What do you think are the biggest challenges in terms of health that moms face in rural Nicaragua?
Dr. Gabriella: Living in remote and hard-to access locations, having low education levels, navigating a “machismo” culture, and experiencing extreme poverty are big challenges that prevent moms in rural Nicaragua from having access to the information they need to make good decisions for their health. These are social determinants that directly affect their well-being and are a consequence of the health inequities that exist in our country and in our world.
What has been your biggest challenge as a mom?
Dr. Gabriella: When my son was almost 2 years old, he had a febrile seizure caused by dengue, a mosquito-borne, but preventable disease. We were in the hospital for 10 days, and in the first 5 days, we didn’t know his diagnosis.
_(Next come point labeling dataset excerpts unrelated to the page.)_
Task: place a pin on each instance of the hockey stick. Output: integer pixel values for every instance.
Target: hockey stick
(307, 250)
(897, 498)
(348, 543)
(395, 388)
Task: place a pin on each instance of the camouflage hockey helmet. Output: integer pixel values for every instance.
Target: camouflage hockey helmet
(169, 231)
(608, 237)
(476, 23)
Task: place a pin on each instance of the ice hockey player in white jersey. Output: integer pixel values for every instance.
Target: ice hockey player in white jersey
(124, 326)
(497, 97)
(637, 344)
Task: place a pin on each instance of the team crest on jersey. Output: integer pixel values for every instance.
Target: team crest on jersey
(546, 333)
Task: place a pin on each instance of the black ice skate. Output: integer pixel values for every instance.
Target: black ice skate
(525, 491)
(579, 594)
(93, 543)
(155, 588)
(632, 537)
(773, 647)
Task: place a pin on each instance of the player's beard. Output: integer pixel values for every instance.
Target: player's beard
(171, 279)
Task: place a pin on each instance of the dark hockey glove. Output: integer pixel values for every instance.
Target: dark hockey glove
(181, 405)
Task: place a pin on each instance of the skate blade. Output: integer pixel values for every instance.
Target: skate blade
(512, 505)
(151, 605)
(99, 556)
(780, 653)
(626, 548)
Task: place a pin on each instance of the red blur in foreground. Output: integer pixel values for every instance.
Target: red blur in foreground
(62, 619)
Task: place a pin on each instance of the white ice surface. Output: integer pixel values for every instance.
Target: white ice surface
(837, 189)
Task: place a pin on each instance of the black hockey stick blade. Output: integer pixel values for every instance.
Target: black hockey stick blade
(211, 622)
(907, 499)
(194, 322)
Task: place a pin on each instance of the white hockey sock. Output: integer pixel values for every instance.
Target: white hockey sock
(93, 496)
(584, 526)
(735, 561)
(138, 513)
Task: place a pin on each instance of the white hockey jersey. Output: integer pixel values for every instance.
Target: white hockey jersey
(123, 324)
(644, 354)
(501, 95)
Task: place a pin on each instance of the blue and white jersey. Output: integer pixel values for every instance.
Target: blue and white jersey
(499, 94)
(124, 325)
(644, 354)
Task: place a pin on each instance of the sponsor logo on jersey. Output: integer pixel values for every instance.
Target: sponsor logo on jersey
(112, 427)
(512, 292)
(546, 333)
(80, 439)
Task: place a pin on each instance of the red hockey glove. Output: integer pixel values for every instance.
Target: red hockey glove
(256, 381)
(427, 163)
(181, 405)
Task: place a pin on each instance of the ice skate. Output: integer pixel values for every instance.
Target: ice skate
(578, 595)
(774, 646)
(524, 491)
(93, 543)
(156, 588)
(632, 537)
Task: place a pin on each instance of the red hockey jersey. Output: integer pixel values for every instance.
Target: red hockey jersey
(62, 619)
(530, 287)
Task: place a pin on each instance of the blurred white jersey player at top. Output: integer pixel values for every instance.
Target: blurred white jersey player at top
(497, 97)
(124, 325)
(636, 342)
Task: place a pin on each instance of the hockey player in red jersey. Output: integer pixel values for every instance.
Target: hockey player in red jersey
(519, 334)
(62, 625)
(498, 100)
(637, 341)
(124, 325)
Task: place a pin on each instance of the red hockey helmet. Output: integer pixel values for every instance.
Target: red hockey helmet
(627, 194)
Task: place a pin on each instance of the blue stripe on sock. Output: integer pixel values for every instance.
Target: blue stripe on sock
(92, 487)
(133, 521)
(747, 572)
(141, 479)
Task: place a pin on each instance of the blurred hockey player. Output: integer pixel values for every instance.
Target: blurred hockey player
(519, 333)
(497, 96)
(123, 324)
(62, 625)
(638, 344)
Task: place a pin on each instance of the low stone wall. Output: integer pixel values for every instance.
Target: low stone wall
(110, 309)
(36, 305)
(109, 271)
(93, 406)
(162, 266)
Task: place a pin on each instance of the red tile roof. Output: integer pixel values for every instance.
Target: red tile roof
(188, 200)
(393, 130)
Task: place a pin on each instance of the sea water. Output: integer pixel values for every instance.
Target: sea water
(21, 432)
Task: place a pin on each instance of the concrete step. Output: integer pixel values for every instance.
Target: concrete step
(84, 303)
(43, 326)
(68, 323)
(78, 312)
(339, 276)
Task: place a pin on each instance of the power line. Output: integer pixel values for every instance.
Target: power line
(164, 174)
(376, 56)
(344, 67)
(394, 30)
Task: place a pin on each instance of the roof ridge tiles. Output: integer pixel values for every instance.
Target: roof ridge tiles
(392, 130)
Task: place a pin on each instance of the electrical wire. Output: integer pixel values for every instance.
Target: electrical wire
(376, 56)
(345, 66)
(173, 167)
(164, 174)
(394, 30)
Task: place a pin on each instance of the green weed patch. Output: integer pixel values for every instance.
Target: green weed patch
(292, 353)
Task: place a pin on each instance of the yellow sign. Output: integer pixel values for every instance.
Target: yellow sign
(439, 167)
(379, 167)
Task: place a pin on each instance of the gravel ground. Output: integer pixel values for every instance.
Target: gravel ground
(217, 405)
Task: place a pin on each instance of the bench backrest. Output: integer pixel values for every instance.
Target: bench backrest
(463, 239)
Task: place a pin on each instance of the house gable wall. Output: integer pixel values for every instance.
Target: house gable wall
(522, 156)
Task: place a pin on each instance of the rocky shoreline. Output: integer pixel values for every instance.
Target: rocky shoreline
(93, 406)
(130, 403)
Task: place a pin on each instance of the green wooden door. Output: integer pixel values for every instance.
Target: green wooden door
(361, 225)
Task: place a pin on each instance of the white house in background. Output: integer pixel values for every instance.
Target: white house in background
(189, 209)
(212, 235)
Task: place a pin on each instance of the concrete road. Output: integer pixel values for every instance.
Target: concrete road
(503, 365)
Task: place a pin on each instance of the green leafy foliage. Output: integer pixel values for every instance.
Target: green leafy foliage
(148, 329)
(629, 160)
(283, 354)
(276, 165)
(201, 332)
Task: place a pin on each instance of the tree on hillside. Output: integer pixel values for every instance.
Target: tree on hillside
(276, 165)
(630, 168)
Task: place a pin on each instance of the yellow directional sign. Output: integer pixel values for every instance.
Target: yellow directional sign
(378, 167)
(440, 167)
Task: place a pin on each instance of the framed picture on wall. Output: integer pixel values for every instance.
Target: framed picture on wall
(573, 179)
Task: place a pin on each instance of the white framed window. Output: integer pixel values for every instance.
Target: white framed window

Going through that experience of having a sick child without knowing what is going on or how to treat him made me feel closer to the moms we serve in rural communities. It made me understand their anguish and suffering when their children get sick and they have to travel for hours to seek health care. And it motivated me to make sure our health care programs effectively improve access to health care, focus on prevention, and provide health education so health promoters can help patients identify signs of danger as early as possible!
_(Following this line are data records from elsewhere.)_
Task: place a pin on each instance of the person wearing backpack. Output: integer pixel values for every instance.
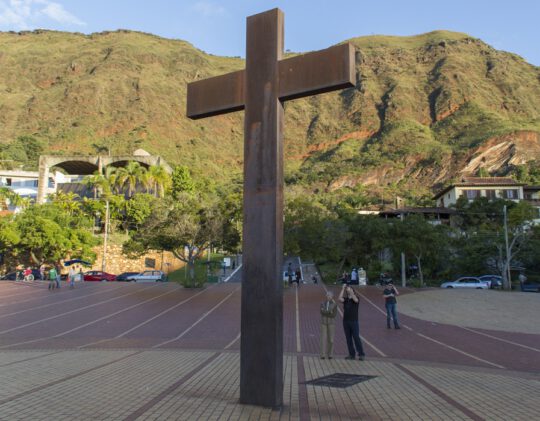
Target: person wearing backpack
(52, 278)
(328, 316)
(351, 327)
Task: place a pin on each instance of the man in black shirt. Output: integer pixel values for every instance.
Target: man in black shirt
(350, 322)
(390, 292)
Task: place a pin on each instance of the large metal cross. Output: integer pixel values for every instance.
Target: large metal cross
(261, 89)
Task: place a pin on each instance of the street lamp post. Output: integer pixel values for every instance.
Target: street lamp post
(105, 237)
(508, 275)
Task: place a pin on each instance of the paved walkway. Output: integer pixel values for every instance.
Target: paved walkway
(514, 311)
(153, 352)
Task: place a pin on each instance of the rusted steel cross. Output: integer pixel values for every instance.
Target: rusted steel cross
(261, 89)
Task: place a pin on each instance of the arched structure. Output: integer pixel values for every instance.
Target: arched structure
(86, 165)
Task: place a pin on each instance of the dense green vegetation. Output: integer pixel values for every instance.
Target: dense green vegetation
(338, 238)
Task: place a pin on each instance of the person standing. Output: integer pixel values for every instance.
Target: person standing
(52, 278)
(328, 316)
(354, 277)
(350, 322)
(58, 276)
(298, 276)
(71, 276)
(390, 293)
(290, 273)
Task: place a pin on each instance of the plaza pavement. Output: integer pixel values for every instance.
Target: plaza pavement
(161, 352)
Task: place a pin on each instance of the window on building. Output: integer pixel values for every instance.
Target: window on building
(511, 194)
(491, 194)
(471, 194)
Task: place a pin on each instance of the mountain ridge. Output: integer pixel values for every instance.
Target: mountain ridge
(423, 99)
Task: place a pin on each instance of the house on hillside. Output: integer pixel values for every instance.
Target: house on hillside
(25, 183)
(435, 216)
(474, 187)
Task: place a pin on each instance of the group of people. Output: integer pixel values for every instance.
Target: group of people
(350, 300)
(356, 277)
(52, 273)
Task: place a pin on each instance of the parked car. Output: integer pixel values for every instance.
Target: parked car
(123, 277)
(97, 275)
(149, 276)
(11, 276)
(530, 286)
(467, 282)
(495, 281)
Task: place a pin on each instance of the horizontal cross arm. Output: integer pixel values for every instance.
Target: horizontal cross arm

In your 8 years working at AMOS, what has been your most memorable experience?
Dr. Gabriella: There are so many, but I will never forget the look on the face of a patient we visited at home, alongside a mission team. He was living in extreme poverty and was bed-ridden with serious health issues. We did a follow-up visit to check on him two weeks later, and we brought him needed medications and a special mattress to help heal his bed sores. He was so grateful and touched, and it impacted me to be able to witness how we truly improved his health and life through the work we do at AMOS.
What is your vision for the future of AMOS?
Dr. Gabriella: We are living through challenging times. As a country we are not only facing a pandemic, but also the economic and emotional effects of a sociopolitical crisis that started two years ago. This means that in the short term, our vision is to achieve financial sustainability to focus on improving the quality and impact of our programs under the current circumstances. We believe that everyone deserves health and hope, and over the long term, we aim to work towards making that vision a reality. We will develop partnerships to teach our health care model, which will help more people learn to really see health, enable us to reach even more people in need, and allow us to work towards our dream of health for all!